Festival is bringing together 6 Romeos and 5 Juliets, including current performers, on Thursday

Antoine Yared as Romeo and Sara Farb as Juliet in Romeo and Juliet on the Festival Theatre in its 2017 run. (Cylla von Tiedemann)

"O Romeo, Romeo! Wherefore art thou Romeo?"

Star crossed lovers will meet again on Thursday when nearly a dozen actors who played Romeo and Juliet will gather on stage to mark the 65th season of the Stratford Festival.

The festival is bringing six Romeos and five Juliets together in Stratford, Ont. to celebrate the first performance of its first ever production, Richard III, on July 13, 1953.  All of the actors will gather on stage after Thursday's matinee performance of Romeo and Juliet in the Festival Theatre. 

"It's a special day at the festival," Ann Swerdfager, publicity director of the Stratford Festival, said Wednesday.

"We thought it would be nice to mark the day by reaching back into our history."

Play is 'rite of passage'

Actors interviewed by CBC News and who will be there on Thursday called the play is a "rite of passage" for young performers.

All of the actors expected to attend on Thursday have gone onto theatrical careers, Swerdfager said. About half have made names for themselves in film and television, while the other half have established themselves in the theatre — largely at Stratford.

Expected to attend from past productions are: Colm Feore and Seana McKenna (1984); Antoni Cimolino and Megan Follows (1992); Graham Abbey (2002); Gareth Potter and Nikki M. James (2008).

Also expected are: Tom Rooney (1990) who played Romeo in a bilingual production of the play staged in a tent on the Festival grounds; and Annette av Paul (1979) who played Juliet in a ballet performance from Les Grands Ballets Canadiens at the Festival.

Stratford's current Romeo and Juliet, Antoine Yared and Sara Farb, will also be there. 

The former and current performers will be introduced and Cimolino, who is now the festival's artistic director, will say a few words. 
Antoni Cimolino and Megan Follows in the 1992 production of Romeo and Juliet. (David Cooper)

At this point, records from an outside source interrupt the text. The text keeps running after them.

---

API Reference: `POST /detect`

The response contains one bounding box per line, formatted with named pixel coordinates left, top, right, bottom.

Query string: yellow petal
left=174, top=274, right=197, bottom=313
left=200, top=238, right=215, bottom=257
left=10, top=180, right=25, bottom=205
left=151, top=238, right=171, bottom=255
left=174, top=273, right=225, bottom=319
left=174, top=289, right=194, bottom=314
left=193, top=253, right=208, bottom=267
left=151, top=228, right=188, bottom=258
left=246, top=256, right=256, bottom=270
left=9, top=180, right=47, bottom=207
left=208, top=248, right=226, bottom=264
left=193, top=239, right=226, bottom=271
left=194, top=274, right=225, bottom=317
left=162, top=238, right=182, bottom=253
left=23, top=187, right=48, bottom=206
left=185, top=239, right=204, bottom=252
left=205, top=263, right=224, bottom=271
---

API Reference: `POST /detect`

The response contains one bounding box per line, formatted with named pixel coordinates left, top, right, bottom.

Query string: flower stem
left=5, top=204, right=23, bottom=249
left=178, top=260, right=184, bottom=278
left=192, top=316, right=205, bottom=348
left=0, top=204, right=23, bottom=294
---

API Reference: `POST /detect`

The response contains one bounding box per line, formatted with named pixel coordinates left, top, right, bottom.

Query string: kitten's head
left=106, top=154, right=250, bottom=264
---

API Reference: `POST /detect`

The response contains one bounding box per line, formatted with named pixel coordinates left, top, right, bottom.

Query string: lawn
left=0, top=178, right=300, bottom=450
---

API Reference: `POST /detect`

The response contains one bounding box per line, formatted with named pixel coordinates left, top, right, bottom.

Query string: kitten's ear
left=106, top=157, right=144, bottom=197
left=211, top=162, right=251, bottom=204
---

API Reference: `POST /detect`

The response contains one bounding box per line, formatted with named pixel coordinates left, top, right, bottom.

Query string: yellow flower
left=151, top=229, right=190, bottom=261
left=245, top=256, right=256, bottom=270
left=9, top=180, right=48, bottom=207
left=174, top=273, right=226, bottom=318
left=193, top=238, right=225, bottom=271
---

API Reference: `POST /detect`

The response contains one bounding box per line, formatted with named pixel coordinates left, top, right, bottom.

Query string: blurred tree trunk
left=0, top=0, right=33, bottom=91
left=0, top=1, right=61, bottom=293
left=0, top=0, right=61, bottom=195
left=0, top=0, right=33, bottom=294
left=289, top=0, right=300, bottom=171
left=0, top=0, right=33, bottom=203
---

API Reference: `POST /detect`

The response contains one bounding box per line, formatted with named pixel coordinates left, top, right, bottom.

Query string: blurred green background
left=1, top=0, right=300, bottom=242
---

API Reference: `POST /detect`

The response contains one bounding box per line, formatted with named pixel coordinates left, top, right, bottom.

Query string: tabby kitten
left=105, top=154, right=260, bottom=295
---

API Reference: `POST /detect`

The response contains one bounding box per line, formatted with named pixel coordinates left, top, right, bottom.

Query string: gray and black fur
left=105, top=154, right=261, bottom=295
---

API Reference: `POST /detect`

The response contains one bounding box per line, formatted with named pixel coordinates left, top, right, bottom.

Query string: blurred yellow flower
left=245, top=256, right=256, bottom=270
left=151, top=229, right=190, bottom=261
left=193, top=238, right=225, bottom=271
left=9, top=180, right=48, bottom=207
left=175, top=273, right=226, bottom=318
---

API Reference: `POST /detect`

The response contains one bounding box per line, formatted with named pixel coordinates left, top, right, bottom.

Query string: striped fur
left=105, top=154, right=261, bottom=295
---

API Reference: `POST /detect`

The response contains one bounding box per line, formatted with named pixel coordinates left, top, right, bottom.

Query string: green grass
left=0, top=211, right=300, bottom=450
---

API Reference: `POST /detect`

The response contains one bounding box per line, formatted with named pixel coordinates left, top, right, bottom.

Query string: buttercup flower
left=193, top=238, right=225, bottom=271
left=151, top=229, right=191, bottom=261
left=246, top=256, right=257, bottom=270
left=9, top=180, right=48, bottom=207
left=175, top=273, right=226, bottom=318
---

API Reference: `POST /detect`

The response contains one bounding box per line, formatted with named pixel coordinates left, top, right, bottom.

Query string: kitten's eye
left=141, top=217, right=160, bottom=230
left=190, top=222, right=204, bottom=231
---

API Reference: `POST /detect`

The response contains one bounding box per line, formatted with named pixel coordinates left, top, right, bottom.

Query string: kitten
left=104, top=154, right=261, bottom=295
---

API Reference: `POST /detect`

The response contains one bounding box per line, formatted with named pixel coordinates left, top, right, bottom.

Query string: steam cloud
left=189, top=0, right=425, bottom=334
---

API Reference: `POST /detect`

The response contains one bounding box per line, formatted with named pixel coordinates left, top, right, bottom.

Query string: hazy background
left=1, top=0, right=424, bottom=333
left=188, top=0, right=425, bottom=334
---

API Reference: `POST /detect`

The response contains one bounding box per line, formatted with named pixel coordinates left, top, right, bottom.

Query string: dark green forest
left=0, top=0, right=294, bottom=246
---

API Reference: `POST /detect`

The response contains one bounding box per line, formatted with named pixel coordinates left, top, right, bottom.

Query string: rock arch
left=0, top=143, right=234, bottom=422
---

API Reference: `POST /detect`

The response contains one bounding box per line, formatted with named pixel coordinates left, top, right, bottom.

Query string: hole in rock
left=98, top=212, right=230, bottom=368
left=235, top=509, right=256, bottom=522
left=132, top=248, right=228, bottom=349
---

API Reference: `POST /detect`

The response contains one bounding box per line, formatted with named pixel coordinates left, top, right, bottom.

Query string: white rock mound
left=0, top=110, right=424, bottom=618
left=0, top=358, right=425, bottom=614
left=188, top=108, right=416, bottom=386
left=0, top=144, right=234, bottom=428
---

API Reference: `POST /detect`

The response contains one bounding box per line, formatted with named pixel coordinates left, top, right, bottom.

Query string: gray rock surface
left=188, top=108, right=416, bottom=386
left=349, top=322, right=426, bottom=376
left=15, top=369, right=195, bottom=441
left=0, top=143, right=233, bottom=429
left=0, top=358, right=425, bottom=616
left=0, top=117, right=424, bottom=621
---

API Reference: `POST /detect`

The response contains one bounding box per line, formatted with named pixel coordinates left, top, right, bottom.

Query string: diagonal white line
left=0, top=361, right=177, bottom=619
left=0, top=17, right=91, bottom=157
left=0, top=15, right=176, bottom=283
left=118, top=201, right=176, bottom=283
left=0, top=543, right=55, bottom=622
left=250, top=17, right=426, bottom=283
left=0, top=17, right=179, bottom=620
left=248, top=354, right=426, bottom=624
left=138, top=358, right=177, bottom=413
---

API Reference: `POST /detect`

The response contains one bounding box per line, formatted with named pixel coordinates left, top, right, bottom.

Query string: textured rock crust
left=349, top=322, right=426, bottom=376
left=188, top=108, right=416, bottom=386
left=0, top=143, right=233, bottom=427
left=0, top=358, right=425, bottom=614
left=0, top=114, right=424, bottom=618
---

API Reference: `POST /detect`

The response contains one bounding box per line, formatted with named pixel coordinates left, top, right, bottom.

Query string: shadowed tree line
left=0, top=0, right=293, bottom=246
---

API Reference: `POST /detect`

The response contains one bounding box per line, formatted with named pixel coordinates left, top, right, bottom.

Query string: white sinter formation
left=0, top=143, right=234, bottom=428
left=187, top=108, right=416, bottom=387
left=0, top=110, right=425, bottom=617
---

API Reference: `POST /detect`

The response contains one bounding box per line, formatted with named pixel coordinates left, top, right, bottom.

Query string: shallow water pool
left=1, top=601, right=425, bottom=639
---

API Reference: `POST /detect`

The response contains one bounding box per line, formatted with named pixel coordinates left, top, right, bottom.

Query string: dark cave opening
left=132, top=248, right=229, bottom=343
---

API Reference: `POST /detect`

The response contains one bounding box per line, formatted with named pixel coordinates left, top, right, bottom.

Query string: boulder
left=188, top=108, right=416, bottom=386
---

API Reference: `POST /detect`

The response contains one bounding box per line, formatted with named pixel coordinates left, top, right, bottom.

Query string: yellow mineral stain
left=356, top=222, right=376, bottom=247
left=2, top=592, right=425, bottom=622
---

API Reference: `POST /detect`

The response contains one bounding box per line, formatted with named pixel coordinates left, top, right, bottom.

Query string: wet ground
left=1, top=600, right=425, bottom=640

"What's in a name? that which we call a rose
By any other name would smell as sweet."

In an interview with CBC Kitchener-Waterloo, Megan Follows and Antoni Cimolino said they are looking forward to the reunion.

Follows, who played Juliet and was a new mother at the time, said: "I remember being very excited about the work. I have always sort of felt there was something very sacred about working on certain texts. We are very lucky to do what we do as actors, especially when you are in such an amazing environment as the Stratford Festival."

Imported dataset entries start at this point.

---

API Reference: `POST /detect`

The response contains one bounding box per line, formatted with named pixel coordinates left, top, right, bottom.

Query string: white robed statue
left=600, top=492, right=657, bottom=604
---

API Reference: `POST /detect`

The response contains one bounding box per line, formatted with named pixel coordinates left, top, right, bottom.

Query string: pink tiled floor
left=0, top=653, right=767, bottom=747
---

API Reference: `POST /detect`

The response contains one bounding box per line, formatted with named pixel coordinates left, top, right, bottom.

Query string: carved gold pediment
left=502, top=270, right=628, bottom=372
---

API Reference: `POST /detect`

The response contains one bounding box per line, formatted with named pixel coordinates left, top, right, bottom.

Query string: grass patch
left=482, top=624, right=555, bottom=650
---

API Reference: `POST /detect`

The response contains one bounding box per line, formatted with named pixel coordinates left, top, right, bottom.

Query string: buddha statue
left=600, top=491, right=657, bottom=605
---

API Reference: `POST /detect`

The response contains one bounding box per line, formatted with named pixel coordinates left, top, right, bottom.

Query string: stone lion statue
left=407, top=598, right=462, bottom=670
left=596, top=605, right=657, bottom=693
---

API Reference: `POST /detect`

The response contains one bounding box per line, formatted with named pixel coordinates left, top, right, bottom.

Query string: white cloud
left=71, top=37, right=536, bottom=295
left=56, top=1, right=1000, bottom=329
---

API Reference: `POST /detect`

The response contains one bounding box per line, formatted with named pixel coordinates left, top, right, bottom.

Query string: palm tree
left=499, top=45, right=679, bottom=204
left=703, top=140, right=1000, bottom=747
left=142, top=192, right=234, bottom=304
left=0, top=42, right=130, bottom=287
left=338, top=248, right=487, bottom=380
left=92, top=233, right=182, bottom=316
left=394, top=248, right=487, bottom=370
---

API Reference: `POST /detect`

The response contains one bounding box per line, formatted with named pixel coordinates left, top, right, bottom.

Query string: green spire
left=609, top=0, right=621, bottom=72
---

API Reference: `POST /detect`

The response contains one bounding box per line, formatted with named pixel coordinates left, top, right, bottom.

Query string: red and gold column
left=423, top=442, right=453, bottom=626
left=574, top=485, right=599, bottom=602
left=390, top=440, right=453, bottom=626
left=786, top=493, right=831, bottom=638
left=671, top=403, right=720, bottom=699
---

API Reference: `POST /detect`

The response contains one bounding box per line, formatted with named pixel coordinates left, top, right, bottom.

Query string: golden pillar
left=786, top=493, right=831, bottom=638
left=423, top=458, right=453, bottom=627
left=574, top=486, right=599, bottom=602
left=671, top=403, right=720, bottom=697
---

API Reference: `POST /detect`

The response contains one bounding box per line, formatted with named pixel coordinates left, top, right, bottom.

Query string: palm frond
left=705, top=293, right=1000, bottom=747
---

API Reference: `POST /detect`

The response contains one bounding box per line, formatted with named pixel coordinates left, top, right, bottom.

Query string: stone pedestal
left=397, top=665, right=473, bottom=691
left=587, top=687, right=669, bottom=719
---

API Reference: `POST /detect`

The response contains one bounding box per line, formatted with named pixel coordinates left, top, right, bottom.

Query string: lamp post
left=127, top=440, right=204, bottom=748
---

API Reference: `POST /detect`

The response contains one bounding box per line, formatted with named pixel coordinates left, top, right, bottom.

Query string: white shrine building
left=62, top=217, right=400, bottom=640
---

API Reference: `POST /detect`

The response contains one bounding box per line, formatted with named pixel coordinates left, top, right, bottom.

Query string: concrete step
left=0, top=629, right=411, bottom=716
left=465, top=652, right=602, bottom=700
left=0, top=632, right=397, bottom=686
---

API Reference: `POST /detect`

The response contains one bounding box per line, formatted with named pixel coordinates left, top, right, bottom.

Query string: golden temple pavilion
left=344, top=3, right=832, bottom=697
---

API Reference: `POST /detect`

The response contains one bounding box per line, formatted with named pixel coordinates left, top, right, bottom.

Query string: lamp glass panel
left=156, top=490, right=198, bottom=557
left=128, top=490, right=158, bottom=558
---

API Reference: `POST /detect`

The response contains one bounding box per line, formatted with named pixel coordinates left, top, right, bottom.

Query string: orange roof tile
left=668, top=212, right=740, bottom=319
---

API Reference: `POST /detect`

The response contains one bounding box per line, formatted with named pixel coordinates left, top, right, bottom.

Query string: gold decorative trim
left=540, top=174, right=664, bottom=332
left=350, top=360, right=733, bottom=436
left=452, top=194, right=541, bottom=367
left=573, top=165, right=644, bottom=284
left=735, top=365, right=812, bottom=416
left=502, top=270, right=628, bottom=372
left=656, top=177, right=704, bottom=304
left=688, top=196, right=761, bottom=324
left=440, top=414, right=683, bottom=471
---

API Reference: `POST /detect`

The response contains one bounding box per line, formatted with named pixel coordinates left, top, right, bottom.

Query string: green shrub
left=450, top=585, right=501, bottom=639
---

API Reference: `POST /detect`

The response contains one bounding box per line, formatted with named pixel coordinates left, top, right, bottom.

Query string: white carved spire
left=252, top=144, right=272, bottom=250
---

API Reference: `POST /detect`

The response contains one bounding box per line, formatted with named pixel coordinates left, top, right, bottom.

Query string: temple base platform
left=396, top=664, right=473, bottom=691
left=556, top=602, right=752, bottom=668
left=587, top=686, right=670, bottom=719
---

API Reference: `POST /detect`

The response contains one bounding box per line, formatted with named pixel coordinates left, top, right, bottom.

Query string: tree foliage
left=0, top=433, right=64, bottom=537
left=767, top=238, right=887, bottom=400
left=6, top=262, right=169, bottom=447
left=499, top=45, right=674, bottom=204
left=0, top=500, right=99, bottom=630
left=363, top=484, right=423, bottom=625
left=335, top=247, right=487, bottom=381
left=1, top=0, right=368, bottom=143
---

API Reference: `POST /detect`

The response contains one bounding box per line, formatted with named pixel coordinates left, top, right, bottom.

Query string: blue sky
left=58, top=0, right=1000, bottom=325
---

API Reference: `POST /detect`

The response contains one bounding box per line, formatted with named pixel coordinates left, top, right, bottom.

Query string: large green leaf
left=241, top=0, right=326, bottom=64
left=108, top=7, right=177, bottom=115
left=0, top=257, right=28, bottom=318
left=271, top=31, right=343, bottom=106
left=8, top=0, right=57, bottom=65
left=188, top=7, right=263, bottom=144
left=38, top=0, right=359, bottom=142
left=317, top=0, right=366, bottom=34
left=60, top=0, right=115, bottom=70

She said took the role very seriously and the reunion will bring back those memories.

"It's going to be amazingly wonderful to see Antoni. Romeo and Juliet is kind of a rite of passage for young performers when you have been lucky enough to have gone on that journey. It's amazing to be there to share that with other performers," she said.

"The language is so beautiful. That is really the gift of Shakespeare — these exquisite words to express something what we all kind of recognize and feel. He has given breath and words to those feelings."

Cimolino, who played Romeo, said: "It was the 40th season of the festival. It was a special summer. We had a lot of visitors to the festival and it was a really heightened atmosphere. We were both very young and very challenged in these parts. The festival means a lot to both of us. " 
Colm Feore and Seana McKenna in the 1984 production of Romeo and Juliet. (David Cooper)

"My bounty is as boundless as the sea,
My love as deep; the more I give to thee,
The more I have, for both are infinite."

In an interview with CBC London, Seana McKenna and Colm Feore said the play holds special memories from early in their careers.

McKenna, who is playing the nurse in the festival's current production, said: "It was a major event for me. It was my first major Shakespearean role on the Festival Stage. This was a real challenge and a delight. It was pretty exciting.

"We all sort of came together in that production and had a good grasp of the material."

Feore said: "It was delightful. It was a huge break for both of us. A great start. 

"It feels a little bit like yesterday. It's such an extraordinary play. Once you do it, it sticks with you forever. As you say, these are milestones in an actor's life. You put so much into it. We spent a year doing it. It just becomes part of you.

"One gives up one's youth very reluctantly."